Le capex des cinq plus grands groupes technologiques dans les data centers a dépassé les 400 milliards de dollars en 2025, avec encore une hausse de +75 % attendue en 2026 (IEA) — un rythme d'investissement sans précédent dans l'histoire de l'infrastructure numérique. Mais qui alloue du capital réel sait qu'un data center, à lui seul, n'est que le dernier maillon d'une chaîne beaucoup plus longue et beaucoup plus capitalistique. Le capital suit déjà cette chaîne en amont — vers les semi-conducteurs, la robotique, les systèmes autonomes. C'est là que se joue la prochaine phase.

Le signal le plus concret vient des semi-conducteurs, pas du logiciel. TSMC a annoncé en mars 2025 un investissement supplémentaire de 165 milliards de dollars aux États-Unis — trois nouvelles usines, deux sites de packaging avancé, un centre de R&D — décrit comme le plus important engagement d'investissement direct étranger de l'histoire industrielle américaine. Ce n'est pas une annonce isolée : PwC estime que l'investissement mondial dans de nouvelles usines de semi-conducteurs atteindra 1 500 milliards de dollars entre 2024 et 2030, davantage que les vingt années précédentes réunies ; TSMC a, à elle seule, porté ses prévisions de capex 2026 à 52-56 milliards de dollars, contre 40,9 milliards de dollars effectivement dépensés en 2025. C'est du capital qui devient béton, acier, permis de construire, contrats EPC, filière — exactement le type de programme capitalistique qui exige une gouvernance de qualité institutionnelle, pas seulement une conviction sur la thèse.

Le même basculement s'observe dans la robotique et les systèmes autonomes : 27,6 milliards de dollars ont afflué vers le capital-risque dédié à la robotique et à la « physical AI » en 2025, sur plus de 1 000 opérations (PitchBook) — les drones et systèmes autonomes de défense/sécurité constituant à eux seuls le segment le plus important.
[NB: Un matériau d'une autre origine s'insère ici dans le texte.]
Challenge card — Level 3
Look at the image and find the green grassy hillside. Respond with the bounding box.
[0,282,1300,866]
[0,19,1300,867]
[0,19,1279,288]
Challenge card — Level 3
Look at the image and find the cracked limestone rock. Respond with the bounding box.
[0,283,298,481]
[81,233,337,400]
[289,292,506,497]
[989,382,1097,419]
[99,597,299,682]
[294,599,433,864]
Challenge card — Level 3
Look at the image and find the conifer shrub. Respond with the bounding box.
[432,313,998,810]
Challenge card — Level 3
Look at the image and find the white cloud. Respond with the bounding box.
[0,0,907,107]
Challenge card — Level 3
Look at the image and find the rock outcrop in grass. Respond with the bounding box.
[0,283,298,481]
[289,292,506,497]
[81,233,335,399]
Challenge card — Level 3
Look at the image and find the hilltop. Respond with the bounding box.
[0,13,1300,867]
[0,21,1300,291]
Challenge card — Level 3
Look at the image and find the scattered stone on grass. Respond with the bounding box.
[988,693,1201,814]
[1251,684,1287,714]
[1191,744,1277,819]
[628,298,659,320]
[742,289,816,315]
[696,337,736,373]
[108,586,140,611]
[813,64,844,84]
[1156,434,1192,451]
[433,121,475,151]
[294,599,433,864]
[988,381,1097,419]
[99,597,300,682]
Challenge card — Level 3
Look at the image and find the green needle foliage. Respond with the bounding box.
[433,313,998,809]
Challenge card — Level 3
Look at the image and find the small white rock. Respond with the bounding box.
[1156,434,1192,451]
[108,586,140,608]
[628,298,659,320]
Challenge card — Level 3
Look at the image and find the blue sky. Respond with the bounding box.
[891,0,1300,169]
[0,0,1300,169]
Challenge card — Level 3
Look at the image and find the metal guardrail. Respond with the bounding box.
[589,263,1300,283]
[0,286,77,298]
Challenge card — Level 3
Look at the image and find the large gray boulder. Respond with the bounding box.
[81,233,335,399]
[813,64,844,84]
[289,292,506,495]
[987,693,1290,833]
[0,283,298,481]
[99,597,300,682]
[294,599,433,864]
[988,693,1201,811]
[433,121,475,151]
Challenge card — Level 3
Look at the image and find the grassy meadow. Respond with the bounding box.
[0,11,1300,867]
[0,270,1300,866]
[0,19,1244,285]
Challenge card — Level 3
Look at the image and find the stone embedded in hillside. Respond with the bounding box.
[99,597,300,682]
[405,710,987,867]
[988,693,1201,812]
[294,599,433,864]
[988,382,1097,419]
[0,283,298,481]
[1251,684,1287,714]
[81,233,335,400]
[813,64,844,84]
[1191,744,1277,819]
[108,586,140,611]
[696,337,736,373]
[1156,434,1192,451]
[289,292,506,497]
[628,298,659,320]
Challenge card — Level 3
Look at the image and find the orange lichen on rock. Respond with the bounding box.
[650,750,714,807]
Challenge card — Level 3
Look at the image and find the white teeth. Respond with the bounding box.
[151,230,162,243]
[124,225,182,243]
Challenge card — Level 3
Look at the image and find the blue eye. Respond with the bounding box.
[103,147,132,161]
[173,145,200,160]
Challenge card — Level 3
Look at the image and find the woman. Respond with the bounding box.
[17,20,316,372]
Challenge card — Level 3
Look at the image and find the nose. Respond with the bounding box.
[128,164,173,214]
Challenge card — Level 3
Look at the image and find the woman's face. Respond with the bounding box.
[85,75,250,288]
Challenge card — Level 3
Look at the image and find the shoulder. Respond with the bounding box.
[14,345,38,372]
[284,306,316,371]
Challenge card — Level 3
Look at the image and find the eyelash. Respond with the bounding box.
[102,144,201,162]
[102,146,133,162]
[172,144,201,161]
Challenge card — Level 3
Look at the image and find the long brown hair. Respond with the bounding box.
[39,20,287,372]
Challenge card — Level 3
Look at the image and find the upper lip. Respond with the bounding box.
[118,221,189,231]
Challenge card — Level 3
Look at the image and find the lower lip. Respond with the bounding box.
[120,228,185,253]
Plus loin sur le même spectre se trouve le quantum computing : les investissements dans les start-ups quantum-tech sont passés de 2 milliards de dollars en 2024 à 12,6 milliards de dollars en 2025, soit 6,3 fois plus en une seule année (McKinsey), avec un capital privé qui a dépassé pour la première fois le financement public. L'intelligence artificielle, autrement dit, cesse d'être un simple sujet logiciel : elle devient un sujet d'actifs physiques — usines, matériel, machines qui se déplacent et calculent dans le monde réel.

Pour qui lit ces chiffres avec la discipline du CGE Alignment Index — Capital · Gouvernance · Exécution — le constat est clair : plus le capital se déplace vers le matériel et l'infrastructure physique, plus le risque se déplace du financier vers le technique et l'exécutif. Un programme de 165 milliards de dollars d'usines ne se gouverne pas comme un tour de table de capital-risque logiciel : il faut des droits de décision clairs, une supervision d'ingénierie réelle sur le chantier et sur la filière, des boards dotés de pouvoirs effectifs, un reporting de qualité institutionnelle — la même discipline que j'ai appliquée à un programme industriel européen d'environ 1 milliard d'euros — 15 sites d'économie circulaire et de transition énergétique. La thèse sur l'IA fait désormais consensus, dans chaque conseil d'administration. Le rendement, comme toujours dans les actifs réels capitalistiques, se fera dans l'exécution — pas dans la thèse.